NB : « Lactococcus diacetylactis, par exemple, outre le fait de consommer le lactose pour en faire de l’acide lactique, consomme les citrates, libérant des arômes de crème, de beurre. Mais il produit aussi du CO2 ; il faut donc avoir une pâte plutôt perméable pour que le CO2 puisse s’échapper, comme c’est le cas pour les pâte molles ou les pâtes fraîches, ou accepter que puissent apparaître des ouvertures fermentaires, comme ce peut être le cas avec des tommes.

Autre exemple, celui des Leuconostocs, qui ont des vertus similaires, avec une plus forte production d’arômes. Ils produisent aussi de l’éthanol, qui se traduit, par exemple, par des odeurs de pommes dans les hâloirs à camembert, et de l’acide acétique, qui peut concourir à typer les produits.
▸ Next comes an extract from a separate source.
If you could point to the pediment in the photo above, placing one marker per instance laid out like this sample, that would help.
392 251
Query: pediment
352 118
- Leur utilisation semble de plus en plus précoce, dès la préparation du lait ?
NB : Oui, c’est une évolution intéressante : iIs peuvent être ensemencés dans les laits la veille de la fabrication pour commencer à les faire travailler, surtout quand ceux-ci sont pauvres. En fabrication de pâtes molles industrielles, ils peuvent être utilisés en phase de prématuration, avant qu’une pasteurisation éventuelle ne détruise les bactéries, mais pas leurs enzymes dont on a vu l’intérêt pour la protéolyse. Le lait est ensuite réensemencé avec d’autres ferments.

- Quelles sont leurs modalités générales d’utilisation ?
NB : Leur température de croissance optimale se situe entre 20 et 37 degrés. Les mésophiles sont souvent vendus en cocktails. Soit pour un ensemencement direct (sous forme lyophilisée ou concentrée congelée), soit en culture semi-directe (ce qui peut favoriser certaines souches du cocktail, soit en repiquage (très économique en technologie lactique).